And then there’s the third possibility...

When I was growing up, my father and I played a game in which there was always another possibility. Simple things like whether or not we should go to the store sometimes led to ridiculous alternatives (stand on our heads in the front yard instead), but we never failed to find other ideas. They are almost always there.

It was a lot of fun, but it was much more than silliness. It taught me how to think out of the box… and that type of thinking is desperately needed now for Iraq.

Listening to the political pontificators, one would assume there to be only two choices: leave now, or stay until it’s all better. Are those really the only options?
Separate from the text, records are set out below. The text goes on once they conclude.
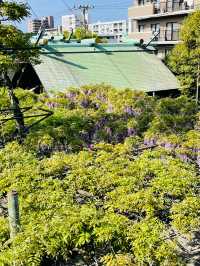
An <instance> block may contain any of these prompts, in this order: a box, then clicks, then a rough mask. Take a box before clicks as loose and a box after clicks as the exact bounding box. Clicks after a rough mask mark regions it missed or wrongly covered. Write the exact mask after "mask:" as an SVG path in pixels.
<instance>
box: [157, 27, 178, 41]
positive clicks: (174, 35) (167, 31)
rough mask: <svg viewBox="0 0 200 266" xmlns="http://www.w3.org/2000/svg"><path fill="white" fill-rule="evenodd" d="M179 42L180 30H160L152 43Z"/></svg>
mask: <svg viewBox="0 0 200 266" xmlns="http://www.w3.org/2000/svg"><path fill="white" fill-rule="evenodd" d="M178 41H180V29H176V30H167V29H165V30H162V31H160V33H159V35H158V36H157V37H156V38H155V39H154V40H153V42H166V43H167V42H168V43H169V42H178Z"/></svg>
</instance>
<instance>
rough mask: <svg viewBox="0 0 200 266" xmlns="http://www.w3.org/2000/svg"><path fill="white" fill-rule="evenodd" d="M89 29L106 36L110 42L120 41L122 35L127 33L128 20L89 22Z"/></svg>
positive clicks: (121, 36)
mask: <svg viewBox="0 0 200 266" xmlns="http://www.w3.org/2000/svg"><path fill="white" fill-rule="evenodd" d="M89 30H90V31H92V32H93V33H96V34H97V35H98V36H99V37H102V38H107V39H108V40H109V41H110V42H121V41H122V37H123V36H124V35H127V34H128V22H127V21H126V20H119V21H108V22H96V23H93V24H89Z"/></svg>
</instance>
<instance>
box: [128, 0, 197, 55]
mask: <svg viewBox="0 0 200 266" xmlns="http://www.w3.org/2000/svg"><path fill="white" fill-rule="evenodd" d="M199 7H200V0H153V1H152V0H134V4H133V6H132V7H130V8H129V10H128V17H129V37H130V38H132V39H136V40H141V39H143V40H144V41H145V42H149V41H150V40H151V39H152V38H153V37H154V36H156V37H155V38H154V40H153V41H152V44H153V45H154V46H155V47H156V48H157V50H158V56H159V57H161V58H164V57H165V55H166V54H167V53H168V51H169V50H170V49H172V47H173V46H174V45H175V44H177V43H179V42H180V28H181V24H182V22H183V20H184V19H185V17H186V16H187V15H188V14H190V13H192V12H194V10H195V9H197V8H199Z"/></svg>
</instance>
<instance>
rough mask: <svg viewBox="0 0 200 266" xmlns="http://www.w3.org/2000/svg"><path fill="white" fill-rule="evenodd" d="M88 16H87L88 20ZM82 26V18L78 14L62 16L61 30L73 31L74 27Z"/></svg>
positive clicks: (87, 21) (76, 27)
mask: <svg viewBox="0 0 200 266" xmlns="http://www.w3.org/2000/svg"><path fill="white" fill-rule="evenodd" d="M88 20H89V18H87V22H88ZM83 26H84V18H83V16H82V15H79V14H72V15H66V16H62V29H63V31H72V30H73V31H74V30H75V29H76V28H79V27H83Z"/></svg>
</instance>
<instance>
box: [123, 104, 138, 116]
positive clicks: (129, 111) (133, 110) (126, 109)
mask: <svg viewBox="0 0 200 266" xmlns="http://www.w3.org/2000/svg"><path fill="white" fill-rule="evenodd" d="M124 113H125V114H128V115H130V116H138V115H139V112H137V111H136V110H134V109H133V108H132V107H131V106H126V107H125V108H124Z"/></svg>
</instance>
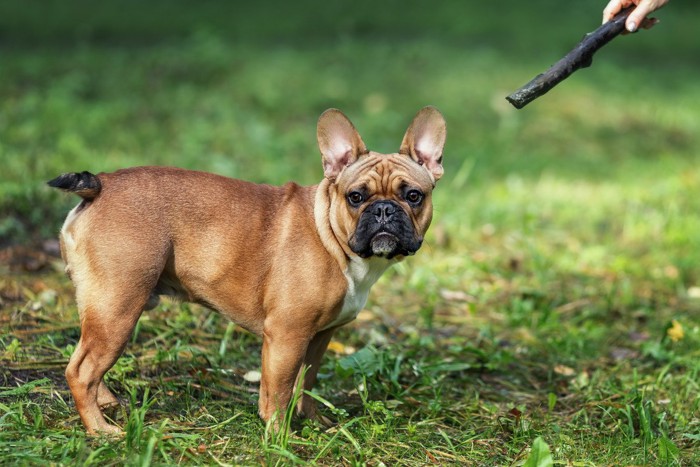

Of course not. This Gordian Knot is only impossible if we remain locked in an American-centric approach. We need to change the variables – rethink all the preconceptions that have us polarized and paralyzed. For instance: What are the possibilities if … say… the UN and/or surrounding Arab countries stepped into the security vacuum our exit will create? As a former Pentagon strategist said (from the CSMonitor):

"To me, the only hope now is to recast the moral foundation of the invasion by getting a combination of Arab governments and a number of Western and Asian states involved - perhaps through some sort of international conference,"
Obviously, Iraq would not end up the way Cheney and the other PNAC ideologues envisioned – but it isn’t going to, anyway. As this political scientist said,

"The strategic rationale really doesn't have much to do with why we went in to begin with, because that's washed away," he continues. "The strategic rationale now is we can't leave, because all hell would break loose, which would redound to our disadvantage strategically. There's a certain element of truth to that."
There’s much more than "a certain element of truth" there, and strategically, we are already at an astounding disadvantage. However, any new approaches are going to require a much humbler America. As I once wrote,

Rather than isolating, we need to re-approach our traditional allies – those we spurned going into Iraq - and invite them into an international solution. Some sacrificial diplomatic lamb will have to stand in front of the UN and apologize for our hubris – and then ask for help.
They sacrificed Colin Powell going into Iraq. Who will they sacrifice coming out?